Field	Type	Description
success	boolean	Whether the scrape succeeded.
url	string	The requested URL.
resolved_url	string	Final URL after redirects.
html	string	Full rendered HTML of the page.
html_size	integer	Size of HTML in bytes.
status_code	integer	HTTP status code of the page.
challenge_type	string	Challenge result: `clear`, `solved`, `timeout`, `needs_human`
challenge_provider	string	Detected provider: `cloudflare`, `akamai`, `datadome`, `none`
duration_ms	integer	Total request duration in milliseconds.
cookies	array	Cookies the origin set on this response (its `Set-Cookie` headers, as `name`, `value`, `domain`, `path`). One-shot — describes this response only.
site_cookies	array	Snapshot of the cookies currently stored for this `session` + domain after capture from this response. Same shape as `cookies`. Empty when no `session` is set or nothing is stored. Excludes anti-bot cookies (they don't enter the session store). Use this to detect when a value you expected has been cleared by the origin, e.g. to trigger a re-establish step in your client.
screenshot	string	Base64-encoded PNG. Only present if requested.
script_result	any	Return value of custom JS. Only present if `script` was provided.
failure_type	string	On failure: `server_error`, `challenge_timeout`, `challenge_unsolved`, `navigate_failed`, `blocked`, `burned`
wait_for_match	string	Which wait condition matched: `css`, `js`, `timeout`
pool	string	Proxy pool used: `datacenter` or `residential`
error	string	Error message on failure.
warning	string	Non-fatal advisory. Present when the request succeeded but something may need attention (e.g. datacenter solve).
solved	boolean	Whether an anti-bot challenge was detected and successfully solved. Only `true` when `challenge_type` is `"solved"`.
credits_charged	integer	Credits consumed by this request.
credits_remaining	integer	Credits left in your billing cycle.
json	string	Response body when Content-Type is `application/json`. Present instead of `html` for JSON API endpoints.
response_headers	object	HTTP response headers from the target. Available on direct HTTP requests; omitted when JS rendering is used.
stealth	boolean	`true` when stealth mode was active for this request.
queued_ms	integer	Time spent waiting in the queue, in milliseconds. `0` when resources were immediately available.
retry_count	integer	Number of retries that were performed. `0` if the first attempt succeeded.
user_agent	string	The User-Agent string used for this request.
challenge_details	string	Additional challenge info, e.g. `type=slider`, `type=managed`.

Async / Batch

For long-running scrapes or batch jobs, use async mode. Submit requests with ?async=true — the API returns immediately with a task ID. Poll GET /tasks/{id} for results.

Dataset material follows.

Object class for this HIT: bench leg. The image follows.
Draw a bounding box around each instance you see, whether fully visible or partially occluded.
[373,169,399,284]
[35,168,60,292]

This eliminates HTTP timeout issues and enables batch scraping: submit multiple URLs and collect results as they finish. All parameters (stealth, country, retry, etc.) work identically.

Submit async request

curl -X POST "https://api.sessemi.com/scrape?async=true" \
  -H "X-API-Key: your_api_key" \
  -H "Content-Type: application/json" \
  -d '{
    "url": "https://example.com",
    "stealth": true
  }'bash

Response (HTTP 202):

{
  "task_id": "049ebae94d32d35a3956cfc9167fce5b",
  "status": "queued",
  "poll": "/tasks/049ebae94d32d35a3956cfc9167fce5b"
}json

Poll for results

curl https://api.sessemi.com/tasks/049ebae94d32d35a3956cfc9167fce5b \
  -H "X-API-Key: your_api_key"bash

Response when complete:

{
  "task_id": "049ebae94d32d35a3956cfc9167fce5b",
  "status": "done",
  "created_at": "2026-03-24T20:45:00Z",
  "started_at": "2026-03-24T20:45:00Z",
  "completed_at": "2026-03-24T20:45:02Z",
  "http_status": 200,
  "result": {
    "success": true,
    "url": "https://example.com",
    "html": "<!doctype html>...",
    "html_size": 252360,
    ...
  }
}json

List recent tasks

curl https://api.sessemi.com/tasks \
  -H "X-API-Key: your_api_key"bash

Task lifecycle

Status	Description
`queued`	Task accepted, waiting for capacity
`running`	Scrape in progress
`done`	Scrape completed successfully. Result in `result` field.
`failed`	Scrape failed (blocked, timeout, etc.). Error details in `result` field.

Notes

Tasks are stored server-side — results survive page reloads and client disconnects. Poll from any client.
Each task has a 5-minute execution budget. If the scrape (including retries) doesn't complete within 5 minutes, the task is marked failed.
Completed tasks are automatically deleted after 1 hour. Poll promptly or store results on your end.
?async=true is not compatible with session (sessions require a persistent connection).
Billing works identically — credits are charged when the scrape completes.

Batch pattern: For large jobs, submit all URLs with ?async=true, then poll GET /tasks periodically to collect results. Each URL runs as an independent task with its own 5-minute budget.

POST /screenshot

Navigate to a URL and return a full-page PNG screenshot. Returns raw image/png bytes, not JSON.

Parameter	Type	Description
url required	string	URL to screenshot.
timeout	integer	Timeout in seconds. Default: 30.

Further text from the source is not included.